Termite bait traps, also called termite bait systems, are used to control subterranean termite colonies. These systems contain a bait cartridge, which is a food source combined with small amounts of materials capable of directly controlling termites. Since the control product is limited in amount and wholly contained within the bait cartridge, traps are considered relatively eco-friendly.
How Do Termite Bait Traps Work?
A termite bait trap consists of a plastic, childproof material with a bait cartridge inside. Cartridges are made of a termite food (e.g. wood or cardboard) mixed with a termiticide. Baits contain slow-acting termiticides that may take up to two weeks to kill a termite. Slower-acting materials are used to allow the transfer of materials to the rest of the termite colony through feeding and grooming.
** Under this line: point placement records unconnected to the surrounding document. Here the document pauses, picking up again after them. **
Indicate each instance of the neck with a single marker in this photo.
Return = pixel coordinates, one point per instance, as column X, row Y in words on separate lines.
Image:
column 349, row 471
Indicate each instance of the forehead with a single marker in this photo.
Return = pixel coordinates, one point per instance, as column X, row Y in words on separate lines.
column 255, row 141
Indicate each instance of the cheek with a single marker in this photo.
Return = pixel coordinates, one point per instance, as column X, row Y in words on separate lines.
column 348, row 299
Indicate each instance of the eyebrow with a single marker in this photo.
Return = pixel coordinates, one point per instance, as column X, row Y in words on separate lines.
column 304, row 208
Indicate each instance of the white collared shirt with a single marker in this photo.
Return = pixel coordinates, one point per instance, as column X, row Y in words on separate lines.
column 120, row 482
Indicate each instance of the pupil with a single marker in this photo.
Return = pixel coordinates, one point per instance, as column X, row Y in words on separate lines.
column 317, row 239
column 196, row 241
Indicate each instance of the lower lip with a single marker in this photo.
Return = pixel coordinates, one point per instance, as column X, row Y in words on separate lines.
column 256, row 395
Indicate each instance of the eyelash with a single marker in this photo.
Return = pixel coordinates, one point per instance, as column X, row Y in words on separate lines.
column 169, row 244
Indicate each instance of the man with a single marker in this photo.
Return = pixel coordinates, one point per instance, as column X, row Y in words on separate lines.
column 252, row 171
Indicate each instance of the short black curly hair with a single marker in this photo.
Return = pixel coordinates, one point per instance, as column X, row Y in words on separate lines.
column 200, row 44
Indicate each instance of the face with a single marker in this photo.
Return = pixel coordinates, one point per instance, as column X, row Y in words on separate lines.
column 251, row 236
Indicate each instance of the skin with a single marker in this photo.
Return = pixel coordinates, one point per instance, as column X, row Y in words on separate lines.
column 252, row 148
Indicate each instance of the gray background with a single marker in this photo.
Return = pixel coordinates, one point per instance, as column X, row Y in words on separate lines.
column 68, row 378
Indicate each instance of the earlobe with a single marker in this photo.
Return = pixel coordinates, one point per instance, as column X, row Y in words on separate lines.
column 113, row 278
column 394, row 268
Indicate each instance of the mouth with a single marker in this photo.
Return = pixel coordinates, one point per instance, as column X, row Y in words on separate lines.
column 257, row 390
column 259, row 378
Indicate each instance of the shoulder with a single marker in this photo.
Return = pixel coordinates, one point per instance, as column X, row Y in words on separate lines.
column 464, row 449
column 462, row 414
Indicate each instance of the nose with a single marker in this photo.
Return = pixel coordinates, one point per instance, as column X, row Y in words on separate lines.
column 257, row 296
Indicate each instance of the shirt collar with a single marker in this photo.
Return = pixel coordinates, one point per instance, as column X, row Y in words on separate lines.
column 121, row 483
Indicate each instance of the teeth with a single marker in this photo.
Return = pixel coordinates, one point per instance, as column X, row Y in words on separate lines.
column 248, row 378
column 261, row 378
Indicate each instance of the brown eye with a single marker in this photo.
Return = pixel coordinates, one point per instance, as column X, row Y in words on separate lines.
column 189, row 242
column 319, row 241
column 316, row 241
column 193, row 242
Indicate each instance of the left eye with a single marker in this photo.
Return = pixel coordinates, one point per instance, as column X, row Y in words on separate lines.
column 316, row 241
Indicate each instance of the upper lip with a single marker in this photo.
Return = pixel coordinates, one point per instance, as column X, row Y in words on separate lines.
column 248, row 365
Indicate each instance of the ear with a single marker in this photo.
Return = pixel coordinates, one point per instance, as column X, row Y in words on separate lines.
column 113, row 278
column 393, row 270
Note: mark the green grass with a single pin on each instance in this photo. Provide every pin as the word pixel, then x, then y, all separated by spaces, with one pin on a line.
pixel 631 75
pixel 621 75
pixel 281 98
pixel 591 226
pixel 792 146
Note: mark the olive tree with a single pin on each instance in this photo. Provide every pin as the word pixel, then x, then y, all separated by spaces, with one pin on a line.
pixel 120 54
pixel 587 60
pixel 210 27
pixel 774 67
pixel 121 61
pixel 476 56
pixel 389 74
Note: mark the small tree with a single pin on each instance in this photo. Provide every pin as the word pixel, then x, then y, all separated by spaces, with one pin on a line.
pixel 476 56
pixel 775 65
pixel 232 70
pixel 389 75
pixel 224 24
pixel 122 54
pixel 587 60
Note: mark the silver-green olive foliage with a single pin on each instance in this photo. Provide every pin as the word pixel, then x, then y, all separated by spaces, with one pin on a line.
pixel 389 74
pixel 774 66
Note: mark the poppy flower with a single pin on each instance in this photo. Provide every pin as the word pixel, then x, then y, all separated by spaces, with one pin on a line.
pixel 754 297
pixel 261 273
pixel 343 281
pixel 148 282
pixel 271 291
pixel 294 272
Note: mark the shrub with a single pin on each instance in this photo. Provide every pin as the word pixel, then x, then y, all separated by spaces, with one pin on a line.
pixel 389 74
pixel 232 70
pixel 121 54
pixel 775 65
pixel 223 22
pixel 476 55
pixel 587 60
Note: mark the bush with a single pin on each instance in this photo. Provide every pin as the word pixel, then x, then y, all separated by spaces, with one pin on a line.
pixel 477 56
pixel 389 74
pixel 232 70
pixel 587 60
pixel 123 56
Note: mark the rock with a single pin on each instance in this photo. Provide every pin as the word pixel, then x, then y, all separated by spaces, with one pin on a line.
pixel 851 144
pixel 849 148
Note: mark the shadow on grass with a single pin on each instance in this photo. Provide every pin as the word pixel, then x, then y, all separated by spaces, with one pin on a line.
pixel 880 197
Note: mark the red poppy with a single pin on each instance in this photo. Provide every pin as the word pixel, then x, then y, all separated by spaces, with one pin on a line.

Termite bait stations are placed around the perimeter of a home to intercept termites that may be foraging in a few different locations. Stations are typically spaced 10 to 20 feet apart, with stations placed closer together in areas with confirmed activity. A pest control expert will monitor the bait traps regularly for activity, and replace cartridges as needed to control the colony.
Bait traps may take several months to achieve colony control. Depending on the severity of an infestation, bait systems can be used alone or in combination with other methods of termite control, including termiticide soil treatments.
The term “termite traps” can refer to sticky traps used to capture swarming termites (alates). These sticky traps are placed under lights and used to catch termite species that swarm at night, including Formosan termites.
Termite sticky traps do not control termites. Rather, they help monitor termites’ swarming activity and track the geographic spread of some termite populations.